Dualistic distribution coefficients of elements in the system mineral-hydrothermal solution. II. Gold in magnetite

The system magnetite-Au-hydrothermal solution was employed to continue studying the distribution coefficients of trace elements in system with real crystals. The role of surface nonautonomous phase (NP) is elucidated. The distribution coefficient of an Au structural admixture between magnetite and hydrothermal solution at the experimental conditions [450°C, 1 kbar (100 MPa), and fluid sampling by a trap] is, according to the most representative data, 1.0 ± 0.3, and Au is thus not an incompatible element in magnetite, in contrast to pyrite and arsenopyrite [1], minerals for which this coefficient is much lower than one. The NP is enriched in Au with respect to the rest of the crystal by a factor of more than 4000, and this results in an one order of magnitude increase in the bulk distribution coefficient. Similar to pyrite, the reason for the dualistic nature of the distribution coefficient is the presence of an NP, which contains ∼2000 ± 500 ppm Au. The NP occupies the approximately 330-nm surface layer of the crystal, and the chemically bound Au [Au(III), according to XPS data] admixture is evenly distributed with depth within the layer, which is the reason for the strongly determinate dependences of the concentrations of the evenly distributed Au admixture on the size and specific surface area of the crystal. The occurrence of an NP is controlled by the chemistry of the system.
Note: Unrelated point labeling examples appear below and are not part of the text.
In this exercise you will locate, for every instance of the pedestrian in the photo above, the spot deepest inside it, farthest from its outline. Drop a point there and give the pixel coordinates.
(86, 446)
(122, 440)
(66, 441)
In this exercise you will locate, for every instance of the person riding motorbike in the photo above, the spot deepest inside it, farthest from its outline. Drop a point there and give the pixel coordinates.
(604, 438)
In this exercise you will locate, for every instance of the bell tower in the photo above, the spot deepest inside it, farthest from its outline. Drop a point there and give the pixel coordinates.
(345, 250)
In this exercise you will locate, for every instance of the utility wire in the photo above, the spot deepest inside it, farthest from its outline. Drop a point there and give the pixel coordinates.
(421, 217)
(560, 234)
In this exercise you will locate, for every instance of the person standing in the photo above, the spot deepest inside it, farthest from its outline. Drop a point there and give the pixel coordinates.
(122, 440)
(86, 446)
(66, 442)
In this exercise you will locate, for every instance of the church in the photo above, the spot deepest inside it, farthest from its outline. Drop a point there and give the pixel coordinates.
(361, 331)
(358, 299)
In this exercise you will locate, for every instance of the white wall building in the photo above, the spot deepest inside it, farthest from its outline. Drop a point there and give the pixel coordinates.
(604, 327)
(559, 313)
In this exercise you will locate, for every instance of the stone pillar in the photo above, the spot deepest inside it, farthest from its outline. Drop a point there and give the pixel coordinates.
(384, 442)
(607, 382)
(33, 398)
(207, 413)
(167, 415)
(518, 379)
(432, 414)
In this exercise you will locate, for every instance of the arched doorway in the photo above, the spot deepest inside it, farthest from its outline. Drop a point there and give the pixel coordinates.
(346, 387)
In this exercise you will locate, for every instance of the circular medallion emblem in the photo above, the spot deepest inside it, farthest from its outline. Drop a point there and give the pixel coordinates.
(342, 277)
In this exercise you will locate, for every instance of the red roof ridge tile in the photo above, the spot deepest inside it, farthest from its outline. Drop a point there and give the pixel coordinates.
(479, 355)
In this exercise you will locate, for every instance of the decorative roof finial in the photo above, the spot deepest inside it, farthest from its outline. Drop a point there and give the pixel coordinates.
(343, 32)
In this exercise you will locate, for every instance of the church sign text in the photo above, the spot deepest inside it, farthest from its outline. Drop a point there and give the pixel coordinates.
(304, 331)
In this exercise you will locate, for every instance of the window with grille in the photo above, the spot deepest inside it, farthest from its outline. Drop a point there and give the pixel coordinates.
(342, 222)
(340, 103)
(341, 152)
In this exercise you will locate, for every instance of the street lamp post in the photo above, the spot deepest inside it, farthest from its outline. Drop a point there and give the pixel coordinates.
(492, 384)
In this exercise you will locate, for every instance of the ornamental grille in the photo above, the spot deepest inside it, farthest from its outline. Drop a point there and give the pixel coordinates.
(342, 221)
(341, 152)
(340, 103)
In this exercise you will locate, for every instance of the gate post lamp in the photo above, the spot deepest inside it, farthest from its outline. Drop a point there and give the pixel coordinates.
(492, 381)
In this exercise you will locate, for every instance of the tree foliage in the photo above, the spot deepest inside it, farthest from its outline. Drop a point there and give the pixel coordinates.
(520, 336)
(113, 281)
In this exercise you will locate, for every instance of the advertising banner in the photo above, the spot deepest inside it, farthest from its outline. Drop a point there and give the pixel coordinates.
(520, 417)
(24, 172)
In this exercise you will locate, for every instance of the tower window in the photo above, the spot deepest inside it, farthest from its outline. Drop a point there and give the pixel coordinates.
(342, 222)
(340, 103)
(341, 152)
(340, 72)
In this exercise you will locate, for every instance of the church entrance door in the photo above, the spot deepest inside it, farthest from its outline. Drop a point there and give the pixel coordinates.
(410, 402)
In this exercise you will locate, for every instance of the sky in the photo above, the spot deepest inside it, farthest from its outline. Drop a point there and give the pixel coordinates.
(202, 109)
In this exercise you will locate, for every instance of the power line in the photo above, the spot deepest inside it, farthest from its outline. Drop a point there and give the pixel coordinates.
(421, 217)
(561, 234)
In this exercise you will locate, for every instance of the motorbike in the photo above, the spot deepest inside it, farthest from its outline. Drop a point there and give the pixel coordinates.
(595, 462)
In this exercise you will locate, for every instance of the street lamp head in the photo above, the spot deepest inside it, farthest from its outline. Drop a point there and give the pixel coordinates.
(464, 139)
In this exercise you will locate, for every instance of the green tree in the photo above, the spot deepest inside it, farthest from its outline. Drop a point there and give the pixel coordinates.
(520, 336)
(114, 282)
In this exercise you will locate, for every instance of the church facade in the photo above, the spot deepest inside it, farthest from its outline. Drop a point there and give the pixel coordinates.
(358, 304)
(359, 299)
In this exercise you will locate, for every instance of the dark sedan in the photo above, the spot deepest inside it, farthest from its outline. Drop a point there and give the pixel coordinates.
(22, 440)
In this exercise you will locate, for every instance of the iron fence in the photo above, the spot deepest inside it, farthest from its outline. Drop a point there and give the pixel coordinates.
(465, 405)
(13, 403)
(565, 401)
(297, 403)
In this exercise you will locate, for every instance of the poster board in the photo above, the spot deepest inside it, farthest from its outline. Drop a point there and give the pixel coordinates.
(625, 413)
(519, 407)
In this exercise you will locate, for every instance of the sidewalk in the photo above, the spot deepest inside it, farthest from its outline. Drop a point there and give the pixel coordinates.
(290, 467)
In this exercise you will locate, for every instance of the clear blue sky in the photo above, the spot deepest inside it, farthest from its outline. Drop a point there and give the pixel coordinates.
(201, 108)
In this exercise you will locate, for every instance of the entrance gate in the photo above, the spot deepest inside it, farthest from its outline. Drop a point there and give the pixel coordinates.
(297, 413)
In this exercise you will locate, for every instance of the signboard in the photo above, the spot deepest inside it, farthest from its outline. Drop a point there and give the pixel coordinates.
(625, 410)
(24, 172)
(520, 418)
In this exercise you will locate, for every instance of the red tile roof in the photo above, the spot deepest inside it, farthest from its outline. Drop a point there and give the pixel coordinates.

The partial substitution of Fe for Mn and the synthesis of a phase close to jacobsite MnFe₂O₄ results in the disappearance of both the NP itself and the size dependence of the Au concentration. The XPS spectra of O 1s and Fe 2p are used to analyze two models: (i) a single goethite-like (O²⁻/OH⁻∼ 1) phase of variable composition and Fe in more than one valence state and (ii) a heterogeneous structure of alternating domains of wuestite- and goethite-like NP. The reason for the “excess” admixture in the former instance can be vacancies at Fe sites, whereas that in the latter one is the interaction of the admixture with nanometer-in-size nanometer in-size strained domains on the surface of the crystal.